Konfigurasi baru pasangan Anies Rasyid Baswedan - Ahmad Muhaimin Iskandar, melaju cepat menyalib parpol koalisi dan Capres lainnya yang masih saling lirik dan "bongkar pasang". Â
"Cukup mengejutkan. Tapi tak begitu menggemparkan bagi saya. Karena politik itu memang alat kepentingan untuk tujuan. Jadi, apapun bisa terjadi saat janur kuning belum melengkung", respon Munawar Fuad, Pengamat politik dan kebijakan dari President University.
Kang Fuad, pengamat dan penulis politik keumatan itu memandang bahwa politik di Indonesia, sangat cair, bahkan mengalahkan air es. Es saja bisa dicetak dalam kemasan model apapun tergantung cetakannya. Nah, politik di Indonesia bisa tampak liaik, penuh ambigu dan anomali. "Tiap kali musim Pemilu, suasana dan konteksnya berbeda. Aturan mainnya pun bisa berbeda-beda, sesuai dengan adanya kompromi dari tarik menarik kepentingan", papar Kang Fuad penulis Buku Peran Politik Kyai dalam Pemilu Presiden secara langsung 2004.
Menurut Kang Fuad, cocok juga nama pasangan Anies-Muhaimin, disebut AMIN. Biasanya Amin diucapkan di belakang sebagai Doa untuk dikabulkannya doa. Tapi, ini AMIN di depan, karena berhasil menyalib barisan Koalisi lain dan  Capres Ganjar dan Prabowo. Pertanyaannya, apakah AMIN akan bisa berlayar, jika Demokrat yang sudah meradang dan mencopot  Alat Peraga Kampanye (APK) juga bagaimana sikap dan posisi PKS.
"Sepertinya PKS akan tetap di barisan Koalisi Perubahan. Sementara Demokrat, cenderung akan hengkang. Lebih mungkin gabung ke Prabowo daripada ke  Ganjar. Atau mungkin, sekalian tunduk ke koalisii PDI Perjuangan. Itu serba mungkin", tandas Kang Fuad Aktivis dan Kader Nahdlatul Ulama.
Menurut Kang Fuad, dalam perspektif politik secara umum, keputusan Anies atau Nasdem keluar dari komitmen yang dibangun dengan koalisi perubahan menunjukkan inkonsisten. Karena, PKB adalah bagian dari kekuasaan. Karena itulah value dan prinsip Koalisi yang sejak awal rentan itu mengalami kontraksi malah bubar.

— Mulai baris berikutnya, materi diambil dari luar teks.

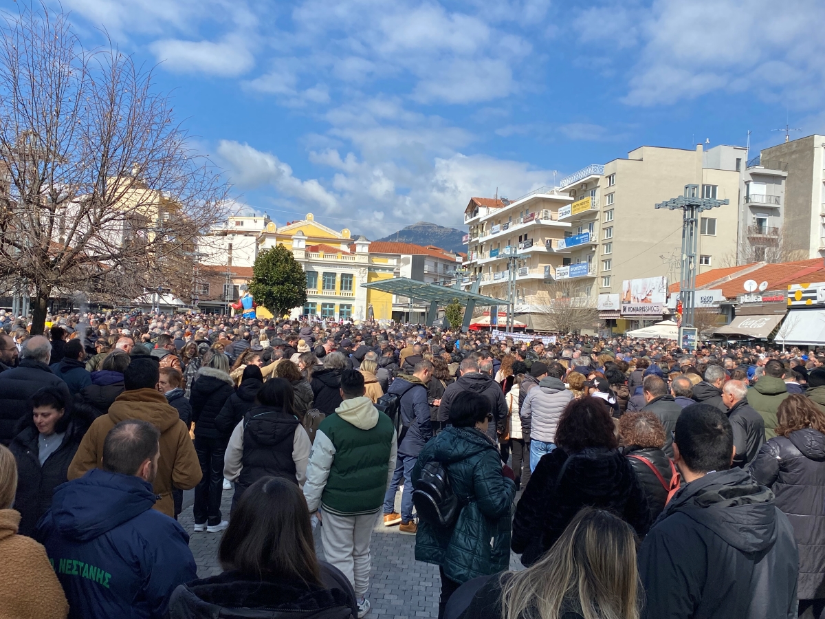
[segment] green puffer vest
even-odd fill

Dari kacamata Politik Keumatan, nama lain dari pandangan relasi Agama-Politik, saat pasangan AMIN (Anies-Amin) terbentuk menunjukkan tiga fenomena.
Pertama, semakin mencairnya politik keumatan, dimana PKB sebagai representasi politik Islam, terkhusus NU, bisa bersanding dengan Nadem yang nasionalis dan sekaligus bersama PKS yang kerap dinilai haluan kiri dan kanan. Atau PKS semakin moderat dan kompromistis.
Kedua, dari sisi politik Kyai atau siyasah jam'iyyah, bergabungnya PKB dengan Nasdem dan bercampurnya dg PKS, bakalan menimbulkan potensi konflik di tubuh PKB. Dari sisi kekuatan politik jamaah NU, sebagai pemilih terbesar dan terutama di Jawa  Timur sebagai penentu kemenangan, modal politik PKB baru sebelas persen dari pemilih warga NU. Selebihnya cair.
Ketiga, dengan ceruk suara warga NU yang masih cair dan kalkulasi yang berada di luar PKB lebih besar menjadi area terbuka bagi Capres lain untuk menggandeng tokoh pemimpin NU. Pilihannya, jika Khofifah tidak memilih ke Anies, masih ada Gus Iful atau Mbak Yenny Wahid. Atau Mahfud MD yang juga kental Ke NU annya.
"Jika Pasangan AMIN tetap melaju, dengan atau tanpa Demokrat, maka Cawapres NU yang paling bisa berpeluang jadi Game Changers adalah Yenny Wahid. Selain karena memiliki daya dongkrak pemilih perempuan, juga siapa bisa memadukan konfigurasi NU struktural, Kultural dan Spiritual", tanda Kang Fuad, mantan Sekjend GP Ansor menutup pandangannya.